Gadgets for Managing Diabetes
Managing your diabetes often includes a mix of software and hardware. Besides your phone, there’s some new hardware that will make the job of staying on track easier than ever.
Medtronic MiniMed mySentry for Kids
Not everyone with Type 2 is an adult. The Medtronic MiniMed mySentry is first remote glucose monitor approved by the Food and Drug Administration. The mySentry MiniMed listens for wireless signals from the child’s glucose monitor and displays it on the screen. It can also be programmed to make noises and display alerts visually when nighttime glucose levels get too low, which means that parents can rest easier and everyone stays safer.
Glooko MeterSync Cable
The Glooko app mentioned earlier also connects to a large number of FDA-approved glucose meters and uploads the data to the Glooko phone application via a cable called the MeterSync Cable. The cable is about $39.95 and the mobile application is free.

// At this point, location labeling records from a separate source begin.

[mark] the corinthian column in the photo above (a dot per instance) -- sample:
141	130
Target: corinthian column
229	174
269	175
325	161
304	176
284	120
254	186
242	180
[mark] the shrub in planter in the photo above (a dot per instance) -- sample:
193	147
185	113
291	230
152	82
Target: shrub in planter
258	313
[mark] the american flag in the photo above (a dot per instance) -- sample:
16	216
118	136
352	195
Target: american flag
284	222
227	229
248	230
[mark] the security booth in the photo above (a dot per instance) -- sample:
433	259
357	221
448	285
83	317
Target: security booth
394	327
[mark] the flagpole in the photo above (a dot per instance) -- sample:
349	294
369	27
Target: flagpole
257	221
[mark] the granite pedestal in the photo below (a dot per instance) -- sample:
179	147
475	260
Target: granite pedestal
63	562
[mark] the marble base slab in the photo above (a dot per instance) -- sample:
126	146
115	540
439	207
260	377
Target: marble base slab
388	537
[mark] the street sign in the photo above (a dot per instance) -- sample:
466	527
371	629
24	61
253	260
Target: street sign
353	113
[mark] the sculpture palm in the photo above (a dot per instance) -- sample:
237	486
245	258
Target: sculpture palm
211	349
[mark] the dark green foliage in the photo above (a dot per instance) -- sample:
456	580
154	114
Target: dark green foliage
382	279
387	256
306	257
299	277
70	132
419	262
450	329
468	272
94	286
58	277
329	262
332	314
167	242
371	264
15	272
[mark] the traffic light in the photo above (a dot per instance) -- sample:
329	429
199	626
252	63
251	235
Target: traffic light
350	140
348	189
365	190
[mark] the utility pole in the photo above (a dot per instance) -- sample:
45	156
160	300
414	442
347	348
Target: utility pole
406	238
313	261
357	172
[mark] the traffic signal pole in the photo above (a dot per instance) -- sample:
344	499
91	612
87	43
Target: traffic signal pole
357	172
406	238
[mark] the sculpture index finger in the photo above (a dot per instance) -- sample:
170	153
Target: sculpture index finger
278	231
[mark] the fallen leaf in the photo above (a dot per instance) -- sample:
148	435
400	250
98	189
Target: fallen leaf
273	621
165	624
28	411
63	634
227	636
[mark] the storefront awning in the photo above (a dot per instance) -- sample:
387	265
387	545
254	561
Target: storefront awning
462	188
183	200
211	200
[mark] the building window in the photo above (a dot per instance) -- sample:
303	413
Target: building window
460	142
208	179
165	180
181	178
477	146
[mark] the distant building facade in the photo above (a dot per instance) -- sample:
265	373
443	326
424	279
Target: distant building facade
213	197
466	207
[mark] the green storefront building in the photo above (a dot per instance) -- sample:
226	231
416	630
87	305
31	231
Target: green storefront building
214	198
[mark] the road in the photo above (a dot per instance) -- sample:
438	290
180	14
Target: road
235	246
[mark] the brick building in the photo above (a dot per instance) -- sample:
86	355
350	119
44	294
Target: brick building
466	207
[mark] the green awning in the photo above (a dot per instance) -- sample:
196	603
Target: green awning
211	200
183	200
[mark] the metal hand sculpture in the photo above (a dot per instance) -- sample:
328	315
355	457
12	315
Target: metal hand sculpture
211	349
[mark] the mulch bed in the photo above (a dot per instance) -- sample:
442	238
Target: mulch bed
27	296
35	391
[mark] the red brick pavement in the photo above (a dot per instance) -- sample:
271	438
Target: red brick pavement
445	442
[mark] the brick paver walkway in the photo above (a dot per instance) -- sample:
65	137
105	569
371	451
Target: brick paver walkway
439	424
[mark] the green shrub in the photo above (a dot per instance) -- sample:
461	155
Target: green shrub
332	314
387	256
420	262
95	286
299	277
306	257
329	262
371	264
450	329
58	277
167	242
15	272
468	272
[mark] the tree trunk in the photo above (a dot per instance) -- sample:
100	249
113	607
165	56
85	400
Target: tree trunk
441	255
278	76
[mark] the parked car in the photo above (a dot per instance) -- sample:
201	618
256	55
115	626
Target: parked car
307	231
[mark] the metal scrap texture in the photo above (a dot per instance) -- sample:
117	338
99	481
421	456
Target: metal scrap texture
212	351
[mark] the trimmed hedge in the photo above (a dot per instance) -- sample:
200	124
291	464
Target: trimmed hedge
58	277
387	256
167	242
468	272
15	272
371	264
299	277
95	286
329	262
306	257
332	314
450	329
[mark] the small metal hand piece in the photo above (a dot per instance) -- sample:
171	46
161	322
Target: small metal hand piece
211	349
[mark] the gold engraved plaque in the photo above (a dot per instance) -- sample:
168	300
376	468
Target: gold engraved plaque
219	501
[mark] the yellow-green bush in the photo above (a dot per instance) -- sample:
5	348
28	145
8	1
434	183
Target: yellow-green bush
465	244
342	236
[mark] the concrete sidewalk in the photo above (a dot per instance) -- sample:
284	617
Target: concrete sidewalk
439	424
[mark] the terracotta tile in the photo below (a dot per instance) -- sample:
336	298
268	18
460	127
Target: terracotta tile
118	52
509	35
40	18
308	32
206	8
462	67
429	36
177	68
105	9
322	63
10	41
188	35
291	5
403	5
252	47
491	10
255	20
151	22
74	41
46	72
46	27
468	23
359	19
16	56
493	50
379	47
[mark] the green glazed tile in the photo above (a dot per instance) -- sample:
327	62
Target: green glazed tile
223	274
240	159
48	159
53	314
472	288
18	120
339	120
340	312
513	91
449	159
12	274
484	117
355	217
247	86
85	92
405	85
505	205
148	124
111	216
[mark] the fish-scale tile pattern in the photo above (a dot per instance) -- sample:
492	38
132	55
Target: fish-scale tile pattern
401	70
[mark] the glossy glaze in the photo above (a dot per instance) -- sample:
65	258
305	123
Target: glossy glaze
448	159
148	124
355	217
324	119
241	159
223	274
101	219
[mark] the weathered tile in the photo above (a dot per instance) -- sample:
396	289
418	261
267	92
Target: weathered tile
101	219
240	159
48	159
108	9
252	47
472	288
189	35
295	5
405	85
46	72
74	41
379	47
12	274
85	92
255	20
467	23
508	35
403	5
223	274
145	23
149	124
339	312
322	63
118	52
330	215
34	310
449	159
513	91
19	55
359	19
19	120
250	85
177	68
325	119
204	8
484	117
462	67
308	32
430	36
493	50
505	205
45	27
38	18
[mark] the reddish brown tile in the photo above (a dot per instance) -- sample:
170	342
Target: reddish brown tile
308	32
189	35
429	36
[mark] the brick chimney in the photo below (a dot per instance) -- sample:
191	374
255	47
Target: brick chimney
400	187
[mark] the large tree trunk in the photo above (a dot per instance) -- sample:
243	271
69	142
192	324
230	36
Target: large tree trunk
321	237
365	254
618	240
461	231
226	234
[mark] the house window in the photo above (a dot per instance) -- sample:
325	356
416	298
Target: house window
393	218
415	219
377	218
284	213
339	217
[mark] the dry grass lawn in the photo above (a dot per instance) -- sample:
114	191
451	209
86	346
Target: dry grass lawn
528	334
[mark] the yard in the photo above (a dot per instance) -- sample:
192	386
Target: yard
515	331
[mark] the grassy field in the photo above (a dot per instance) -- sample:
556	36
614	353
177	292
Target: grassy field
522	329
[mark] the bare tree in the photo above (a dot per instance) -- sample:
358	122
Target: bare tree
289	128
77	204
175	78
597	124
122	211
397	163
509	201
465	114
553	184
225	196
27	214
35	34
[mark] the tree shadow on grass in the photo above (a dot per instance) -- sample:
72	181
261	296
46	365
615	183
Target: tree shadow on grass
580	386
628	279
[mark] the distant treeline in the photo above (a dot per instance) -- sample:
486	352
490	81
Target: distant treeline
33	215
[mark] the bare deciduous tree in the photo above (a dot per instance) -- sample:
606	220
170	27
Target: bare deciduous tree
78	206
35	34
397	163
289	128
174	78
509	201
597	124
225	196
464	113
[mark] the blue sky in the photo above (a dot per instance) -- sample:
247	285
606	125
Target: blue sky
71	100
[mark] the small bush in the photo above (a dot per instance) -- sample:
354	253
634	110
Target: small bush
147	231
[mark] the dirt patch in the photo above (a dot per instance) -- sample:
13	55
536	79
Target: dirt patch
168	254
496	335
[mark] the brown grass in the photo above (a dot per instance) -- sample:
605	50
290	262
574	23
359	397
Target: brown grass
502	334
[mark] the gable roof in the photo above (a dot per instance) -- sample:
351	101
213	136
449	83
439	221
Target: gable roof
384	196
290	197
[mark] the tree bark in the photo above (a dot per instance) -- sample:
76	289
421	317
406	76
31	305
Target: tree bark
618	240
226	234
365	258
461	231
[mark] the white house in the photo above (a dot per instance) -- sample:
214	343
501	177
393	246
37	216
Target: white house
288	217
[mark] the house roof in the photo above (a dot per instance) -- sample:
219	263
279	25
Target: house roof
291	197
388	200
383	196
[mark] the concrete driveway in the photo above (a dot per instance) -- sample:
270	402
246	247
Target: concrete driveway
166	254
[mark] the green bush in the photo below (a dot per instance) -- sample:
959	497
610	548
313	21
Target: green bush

MedFolio Electronic Pillbox
Is remembering to take one of your multiple medications a problem? There’s a practical device can help. The MedFolio Electronic Pillbox is a digital pillbox that sends you alerts and reminders so you never forget a dose again. It costs around $248.
Thanks to the new tools, treatments, and applications on the market right now, you should find it easier than ever to stay on top of your health. This means that you’ll have a better chance of avoiding long-term complications that come from poor glucose management and experience a better quality of life for years to come.